I recently came across a LinkedIn blogpost by Tim Rogers entitled, Who should we insist wear Health Tech? In it, he advocates the use of various wearable technologies as ways of improving individuals’ health, and then speculates about the potential benefits that these could bring to wider society. On the face of it, it all sounds reasonable and straightforward.
However, I find the use of the verb "insist" in the post’s title revealing. As often seems to be the case, there is also a "we" doing the insisting of some unnamed others. So power and politics are very much in play here (as they always will be, of course) even though these underlying dynamics of human interaction will rarely if ever be acknowledged when the use of such technologies is advocated.
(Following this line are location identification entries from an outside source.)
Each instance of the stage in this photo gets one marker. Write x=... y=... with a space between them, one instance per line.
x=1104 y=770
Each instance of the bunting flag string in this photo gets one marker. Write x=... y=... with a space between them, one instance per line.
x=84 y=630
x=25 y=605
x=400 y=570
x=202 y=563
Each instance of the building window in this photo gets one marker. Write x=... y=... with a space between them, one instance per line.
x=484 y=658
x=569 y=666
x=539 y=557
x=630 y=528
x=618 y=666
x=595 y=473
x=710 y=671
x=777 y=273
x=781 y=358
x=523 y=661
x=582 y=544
The same could be said about the morality of the whys, whats, and hows of their deployment. In a similar vein, the word “opportunity” usually features prominently – as it does here. But one person’s opportunity is another person’s threat, as they (almost) say.
What concerns me most is that proponents seem to take it for granted that all such developments are unquestionably good - invented by 'good' people, with the intention of doing 'good' things, for the 'good' of other individuals, and thereby enhancing the common 'good'. The real-world dynamics of human interaction are conveniently ignored, in favour of a utopian view in which there is universal wellbeing, co-operation and harmony. A similar pattern can be found in relation to a lot of the stuff that is advocated as a way of ‘dealing with’ complexity.